At NVIDIA GTC 2026, the company has expanded its server lineup with the new efficient single-slot RTX PRO 4500 Blackwell Server Edition GPU. NVIDIA describes it as an "energy-efficient multi-workload accelerator designed to deliver breakthrough performance across a broad range of enterprise workloads," which, of course, includes AI inference as well as other high-end computing tasks, such as video processing.

With 10,496 CUDA Cores, which is slightly lower than the number featured in the gaming-class GeForce RTX 5080 GPU featuring the same GB203 chip, it's also packed with 32GB of GDDR7 memory on a 256-bit interface to deliver memory bandwidth of 800 GB/s. Power consumption-wise, it lives up to its efficient label with the single-slot passively cooled GPU drawing up to 165W.
Naturally, the single-slot form factor is designed for servers and data center racks with multi-GPU setups, where a dozen GPUs could be installed in a single system.

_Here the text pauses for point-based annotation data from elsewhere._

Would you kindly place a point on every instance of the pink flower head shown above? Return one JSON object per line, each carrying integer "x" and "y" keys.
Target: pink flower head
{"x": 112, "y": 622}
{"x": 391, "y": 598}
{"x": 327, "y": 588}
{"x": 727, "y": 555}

The RTX PRO 4500 Blackwell Server Edition GPU is similar, spec-wise, to the dual-slot actively cooled RTX PRO 4500 Blackwell, albeit with a lower power rating and slightly reduced memory bandwidth.

Performance-wise, NVIDIA touts its capabilities and efficiency compared to CPU-only systems, with the RTX PRO 4500 Blackwell Server Edition GPU delivering up to 50X higher performance for vector databases leveraging NVIDIA's cuVS technology for AI. And with fifth-generation Tensor Cores and NVIDIA's advanced video processing, vision-based applications will see an even greater performance increase than on CPU-only systems.
Here's a look at the full specs, including various FP4, FP8, and other AI performance metrics.
NVIDIA RTX PRO 4500 Blackwell Server Edition Specs
| Item | Details |
|---|---|
| GPU Architecture | NVIDIA Blackwell Architecture |
| CUDA parallel processing cores | 10,496 |
| NVIDIA RT Cores | 82 |
| FP4 Tensor Core | 1.6 PFLOPS |
| FP8 Tensor Core | 811 TFLOPS |
| FP16 / BF16 Tensor Core | 406 TFLOPS |
| TF32 Tensor Core | 203 TFLOPS |
| Single‑precision performance (FP32) | 51 TFLOPS |
| Peak RT Core performance | 154 TFLOPS |
| GPU memory | 32 GB GDDR7 |
| Memory interface | 256‑bit |
| Memory bandwidth | 800 GB/s |
| Power consumption | 165 W |
| Multi‑Instance GPU | Up to 2 MIG at 16 GB |
| NVENC / NVDEC | 3x, 3x |
| Confidential compute | Supported |
| Interconnect | PCI Express 5.0 x16 |
| Form factor | Single‑slot, FHFL (4.4" H x 10.5" L) |
| Thermal solution | Passive |
| Power connector | 1x PCIe CEM5 16‑pin |